Po długich negocjacjach zapisano 144,7 mld euro na płatności w przyszłym roku i 160,1 mld euro na przyszłe wydatki. W dwóch najbardziej interesujących Polskę kwestiach nie ma niespodzianek.
Mimo dużych rozbieżności między przedstawicielami unijnych krajów i Parlamentu Europejskiego, zawarto porozumienie w sprawie budżetu UE na przyszły rok. Udało się więc zamknąć temat na chwilę przed ostatecznym terminem wyznaczonym na 20 listopada. W przypadku przekroczenia tej granicy Komisja Europejska musiałaby przedstawiać nowy projekt.
Różnice wynikały przede wszystkim z proponowanych wielkości wydatków i zobowiązań budżetowych. Europarlament chciał zwiększenia puli wydatków, na co nie było zgody wśród rządów państw członkowskich. Propozycja europosłów zakładała 147 mld euro, a więc o 2 mld euro więcej niż proponowała druga strona. Ostatecznie ustalono płatności na 144,7 mld euro.
Również skromniejszy będzie budżet pod względem zobowiązań, a więc kwot, z których Unia Europejska będzie pokrywała przyszłe wydatki. Parlament Europejski chciał przeznaczyć na nie 162 mld euro, podczas gdy unijne kraje proponowały zmniejszenie puli o 3 mld. Znowu wygrały oszczędności i ustalono limit na poziomie 160,1 mld euro.
- W tym roku staraliśmy się zmaksymalizować wpływ wydatków UE, zachowując jednocześnie wystarczającą swobodę, aby móc reagować na nieprzewidziane potrzeby - komentował zaraz po zawarciu porozumienia Mart Kivine, wiceminister finansów Estonii i główny negocjator budżetu w imieniu Rady UE, cytowany przez PAP.
Zarys budżetu nie jest na tyle szczegółowy, by móc coś więcej powiedzieć na temat korzyści bezpośrednio dla naszego kraju. Mimo to wiadome było, że z punktu widzenia naszych interesów kluczowe jest zwiększenie finansowania w porównaniu z wcześniejszymi latami na politykę spójności i rolnictwo. Większych niespodzianek w tej kwestii nie ma.
Przyjęto propozycje Komisji Europejskiej, która wnioskowała o ponad 55 mld euro na fundusze strukturalne i inwestycyjne oraz prawie 60 mld euro na rozwój obszarów wiejskich. W dokumencie znalazły się odpowiednio kwoty: 55,5 mld i 59 mld euro.
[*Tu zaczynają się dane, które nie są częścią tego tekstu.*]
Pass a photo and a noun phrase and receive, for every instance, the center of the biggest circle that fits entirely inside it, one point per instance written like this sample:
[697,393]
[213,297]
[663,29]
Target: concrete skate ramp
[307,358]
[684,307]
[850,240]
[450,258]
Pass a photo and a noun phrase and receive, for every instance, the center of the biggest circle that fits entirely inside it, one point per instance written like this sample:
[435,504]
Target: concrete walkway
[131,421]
- To jest budżet dla wszystkich. Pomoże stworzyć więcej miejsc pracy, pobudzić wzrost gospodarczy i zwiększyć inwestycje. Wesprze młodych w poszukiwaniu pracy. Przyczyni się do poprawy bezpieczeństwa nas wszystkich. Każde euro musi być wydane efektywnie i tworzyć wartość dodaną dla Europy - podkreślił komisarz unijny Günther H. Oettinger, cytowany w komunikacie Komisji Europejskiej.
Komisja Europejska podkreśla, że nowy budżet jest przystosowany do realiów, a nie tylko wizji politycznej. Wskazuje przy tym na konieczność wspierania wysiłków, mających na celu skuteczne poradzenie sobie z falą imigrantów. Na ten cel wygospodarowano 4,1 mld euro.
Na co jeszcze pójdą pieniądze? Oprócz wspomnianych już kwot na politykę spójności i rolnictwo, blisko 77,5 mld euro ma posłużyć wzmocnieniu gospodarki UE jako całości i zwiększeniu jej konkurencyjności. Z tej puli 2 mld euro pójdą na Europejski Fundusz Inwestycji Strategicznych (EFSI), 354 mln euro wspomogą rozwój małych i średnich firm, a 11,2 mld euro zasilą program "Horizon 2020", wspierający badania naukowe i innowacje. Na wsparcie ludzi młodych, szczególnie w zakresie poszukiwania pracy, wydanych będzie 350 mln euro
Do przypieczętowania osiągniętego z piątku na sobotę kompromisu potrzebne jest jeszcze formalne zatwierdzenie budżetu przez Parlament Europejski i Radę. Mają na to teraz 14 dni.